Tabii, bu yasa değişikliğini 15 Temmuzdan, devamında 20 Temmuzdan -2016- ve devamında 16 Nisandan ayırarak değerlendirmek mümkün değil. Anayasa değişikliğinde bir isim tarif edilmişti aslında, sadece ismi konulmamıştı, bugün de o ismin gelmeme ihtimalinin binde 1 bile olmaması için bir yasa değişikliği yapılıyor. Anayasa değişikliğinde de söylemiştik, dünyanın başkanlık sistemiyle yönetilen hiçbir ülkesinde parlamento seçimleri ile milletvekili seçimleri ile başkan seçimlerinin ya da sizin tabirinizle -Cumhurbaşkanlığı sistemi diyorsunuz- Cumhurbaşkanlığı seçimlerinin aynı gün yapıldığı bir örnek biz bilmiyoruz. Tabii, kastettiğimiz konu, demokratik yöntemlerle yapılan seçimlerin sonucu yönetilen ülkeler için.

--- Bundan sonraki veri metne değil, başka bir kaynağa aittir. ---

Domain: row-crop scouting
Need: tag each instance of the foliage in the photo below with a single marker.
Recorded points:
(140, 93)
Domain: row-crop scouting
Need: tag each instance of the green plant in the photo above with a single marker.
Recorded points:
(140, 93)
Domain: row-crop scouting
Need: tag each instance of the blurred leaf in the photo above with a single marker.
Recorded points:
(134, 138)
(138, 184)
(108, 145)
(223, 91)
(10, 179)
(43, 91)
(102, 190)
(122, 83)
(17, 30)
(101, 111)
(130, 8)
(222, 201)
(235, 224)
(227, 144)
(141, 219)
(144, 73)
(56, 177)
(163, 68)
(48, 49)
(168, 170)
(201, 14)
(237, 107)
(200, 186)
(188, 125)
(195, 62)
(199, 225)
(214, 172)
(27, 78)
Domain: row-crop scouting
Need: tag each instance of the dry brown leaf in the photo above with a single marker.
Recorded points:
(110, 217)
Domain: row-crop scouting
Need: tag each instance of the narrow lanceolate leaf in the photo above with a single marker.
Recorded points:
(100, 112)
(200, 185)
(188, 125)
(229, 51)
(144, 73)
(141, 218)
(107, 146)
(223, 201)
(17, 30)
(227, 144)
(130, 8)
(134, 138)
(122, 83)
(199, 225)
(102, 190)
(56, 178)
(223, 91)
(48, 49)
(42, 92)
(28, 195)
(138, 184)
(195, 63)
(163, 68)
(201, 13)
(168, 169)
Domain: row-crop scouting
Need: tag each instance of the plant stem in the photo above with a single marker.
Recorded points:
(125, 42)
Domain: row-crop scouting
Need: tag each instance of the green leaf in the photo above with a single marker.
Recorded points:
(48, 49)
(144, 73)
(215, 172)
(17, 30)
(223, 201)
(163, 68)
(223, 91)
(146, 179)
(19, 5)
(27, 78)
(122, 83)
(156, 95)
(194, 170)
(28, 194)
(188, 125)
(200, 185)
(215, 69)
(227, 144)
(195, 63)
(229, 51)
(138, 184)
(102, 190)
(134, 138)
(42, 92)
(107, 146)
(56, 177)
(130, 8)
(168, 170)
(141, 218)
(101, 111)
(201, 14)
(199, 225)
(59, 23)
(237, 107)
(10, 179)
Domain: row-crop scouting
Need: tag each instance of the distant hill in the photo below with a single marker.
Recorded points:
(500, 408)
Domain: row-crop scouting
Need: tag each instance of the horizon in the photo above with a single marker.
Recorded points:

Şimdi, aynı güne o gün de çok itiraz etmiştik, bugün de itiraz ediyoruz ama aynı gün yeterli olmamış olacak ki bugün aslında "güçler ayrılığı" diyerek topluma tanıttığınız Cumhurbaşkanlığı sisteminde aynı zarfın içerisine hem Cumhurbaşkanının hem de milletvekillerinin isimlerini koyarak kendi kendinizi yalanlıyorsunuz, kendi kendinizle çelişki içerisine düşüyorsunuz. Yani aynı gün zaten başkanlık sisteminin ruhuna aykırıydı, aynı gün seçimin yapılması demokratik olgunluğa ve demokratik gelişmişliğe aykırıydı, bir de aynı sandığa oy pusulalarının atılması bunu biraz daha güçlendirmiş oldu.

Şimdi, değerli arkadaşlar, tabii, yapılan iş -başında da söylediğim gibi- Anayasa değişikliğinde ismi söylenmeyen ama ben söyleyeyim, Recep Tayyip Erdoğan'ın 2019'da ya da erken yapılacak bir seçimde seçilmeme ihtimalini her şekliyle değerlendirerek bunu engellemeye dönük bir değişiklik yapılmış burada. O yüzden niyetler doğru değil. Bir de mesela en düzgün üsluplarla da konuşulsa sonuç değişmediği için bazı arkadaşlarımız bazen üsluplarında biraz aşırıya kaçabiliyorlar. Şimdi, işin bir tarafı böyle.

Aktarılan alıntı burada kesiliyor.